Although the follow up time in our series has not been long enough, there were few studies in which the follow up time of SSM reach as long as 6 years [9, 16, 25, 26]. In the study reported by Spiegel et al. [26], the follow up time after SSM is at least six years and the incidence of local recurrence was 5.5% for invasive carcinoma and 0% for in situ carcinoma. In the current study we had only one recurrence of tumor in the axilla of a patient with ductal carcinoma in situ 41 months after operation This low rate of local recurrence is similar to prior published series (table 3).

Table 3 local recurrence rate after Skin Sparing Mastectomy and immediate reconstruction in early breast cancer in previously published papers

We propose that the low rate of local and systemic failure in our series could be as result of our studied population, which has been a special subset of very early breast cancer with inherently good outcome. Ubiruba et al. [27], reported three cases of local recurrence at the needle biopsy site in patients treated with SSM whose diagnoses were obtained through sterotactic needle biopsy. Thirty-six percent of our patients had history of core needle biopsy but fortunately without any local recurrence at the needle biopsy site.
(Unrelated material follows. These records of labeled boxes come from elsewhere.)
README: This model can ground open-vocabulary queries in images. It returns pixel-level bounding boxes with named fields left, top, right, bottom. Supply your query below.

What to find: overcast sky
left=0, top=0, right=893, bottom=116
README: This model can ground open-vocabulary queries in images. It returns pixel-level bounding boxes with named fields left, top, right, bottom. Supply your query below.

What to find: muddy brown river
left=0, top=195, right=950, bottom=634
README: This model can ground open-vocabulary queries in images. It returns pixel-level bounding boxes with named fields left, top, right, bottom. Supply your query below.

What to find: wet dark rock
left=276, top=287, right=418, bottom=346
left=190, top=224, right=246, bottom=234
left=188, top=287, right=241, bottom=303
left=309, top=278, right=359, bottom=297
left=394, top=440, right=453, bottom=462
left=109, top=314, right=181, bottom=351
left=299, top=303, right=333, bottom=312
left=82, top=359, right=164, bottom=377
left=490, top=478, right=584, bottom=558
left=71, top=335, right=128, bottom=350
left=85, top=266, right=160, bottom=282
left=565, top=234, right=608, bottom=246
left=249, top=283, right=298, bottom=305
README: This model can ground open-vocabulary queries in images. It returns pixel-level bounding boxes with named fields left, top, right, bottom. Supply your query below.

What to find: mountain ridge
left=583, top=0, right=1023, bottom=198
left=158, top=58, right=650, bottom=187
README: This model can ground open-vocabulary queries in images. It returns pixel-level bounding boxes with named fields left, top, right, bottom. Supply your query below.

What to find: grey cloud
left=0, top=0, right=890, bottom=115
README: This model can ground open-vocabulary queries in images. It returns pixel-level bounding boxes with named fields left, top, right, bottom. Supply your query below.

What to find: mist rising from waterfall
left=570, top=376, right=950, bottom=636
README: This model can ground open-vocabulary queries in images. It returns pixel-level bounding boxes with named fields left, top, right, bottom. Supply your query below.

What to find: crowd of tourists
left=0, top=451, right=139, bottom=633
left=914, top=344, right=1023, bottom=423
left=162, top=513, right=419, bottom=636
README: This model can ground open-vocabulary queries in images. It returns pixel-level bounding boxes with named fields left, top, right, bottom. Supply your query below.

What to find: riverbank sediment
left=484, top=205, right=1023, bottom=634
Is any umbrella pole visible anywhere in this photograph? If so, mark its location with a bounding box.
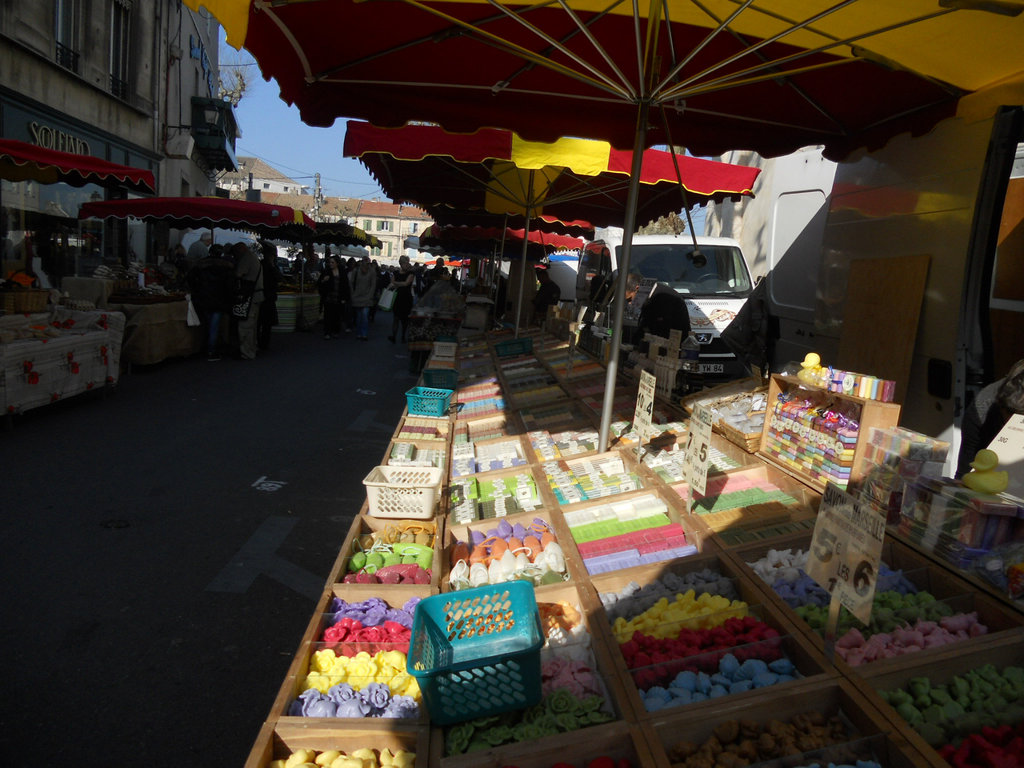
[598,103,647,452]
[512,169,534,339]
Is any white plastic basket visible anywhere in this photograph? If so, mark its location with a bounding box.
[362,466,443,520]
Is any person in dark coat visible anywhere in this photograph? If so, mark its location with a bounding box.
[316,254,352,339]
[186,245,234,360]
[256,242,282,351]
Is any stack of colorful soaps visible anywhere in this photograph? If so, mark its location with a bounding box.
[564,494,697,573]
[543,455,643,504]
[611,590,800,712]
[879,664,1024,753]
[455,377,505,419]
[763,393,860,488]
[643,442,739,483]
[526,429,599,461]
[452,438,526,477]
[599,567,739,622]
[288,598,421,719]
[449,517,568,590]
[387,442,445,467]
[449,472,541,525]
[748,550,988,667]
[673,472,798,515]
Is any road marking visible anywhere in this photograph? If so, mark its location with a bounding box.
[249,475,288,490]
[206,516,324,600]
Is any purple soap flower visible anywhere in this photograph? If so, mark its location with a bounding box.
[359,683,391,710]
[335,696,370,718]
[302,698,338,718]
[327,683,355,705]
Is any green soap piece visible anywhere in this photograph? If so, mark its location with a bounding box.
[896,699,921,723]
[918,722,947,750]
[348,552,367,573]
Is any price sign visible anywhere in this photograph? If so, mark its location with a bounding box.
[683,402,712,505]
[807,483,886,624]
[633,371,657,460]
[983,414,1024,499]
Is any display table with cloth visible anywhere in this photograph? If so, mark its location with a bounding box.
[111,299,204,366]
[60,278,118,309]
[0,306,125,414]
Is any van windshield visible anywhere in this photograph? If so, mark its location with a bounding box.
[616,243,751,297]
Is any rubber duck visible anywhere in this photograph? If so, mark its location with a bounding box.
[797,352,827,387]
[964,449,1010,494]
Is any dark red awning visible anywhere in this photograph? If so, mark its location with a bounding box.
[0,138,157,195]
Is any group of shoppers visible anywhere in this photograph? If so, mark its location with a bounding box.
[185,240,281,360]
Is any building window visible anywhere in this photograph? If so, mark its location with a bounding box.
[111,0,132,99]
[53,0,82,73]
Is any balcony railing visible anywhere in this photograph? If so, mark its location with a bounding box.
[56,43,79,74]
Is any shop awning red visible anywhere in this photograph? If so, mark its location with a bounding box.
[78,198,316,236]
[0,138,157,195]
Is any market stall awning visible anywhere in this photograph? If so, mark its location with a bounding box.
[344,120,761,230]
[0,138,157,195]
[78,198,315,240]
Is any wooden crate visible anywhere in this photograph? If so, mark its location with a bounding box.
[649,679,933,768]
[758,374,900,492]
[850,628,1024,768]
[245,721,430,768]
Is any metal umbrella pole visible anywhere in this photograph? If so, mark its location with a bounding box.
[598,103,647,452]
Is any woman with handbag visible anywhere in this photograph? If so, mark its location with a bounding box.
[316,254,351,339]
[387,255,416,344]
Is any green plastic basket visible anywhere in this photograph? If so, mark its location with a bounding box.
[406,582,544,725]
[406,387,454,416]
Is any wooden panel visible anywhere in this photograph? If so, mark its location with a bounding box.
[836,254,930,402]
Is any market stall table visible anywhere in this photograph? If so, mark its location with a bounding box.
[110,296,203,366]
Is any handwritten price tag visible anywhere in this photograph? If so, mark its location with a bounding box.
[807,483,886,624]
Although the majority of our patients had in situ breast cancer and small invasive breast carcinoma with extensive in situ component, more recently SSM has been used to treat more advanced disease with local recurrence rates increasing with more advanced stages [28].


In conclusion SSM appears to be oncologically safe for early breast cancer (stage 0-II), but its use for more advanced stages require more prospective analysis.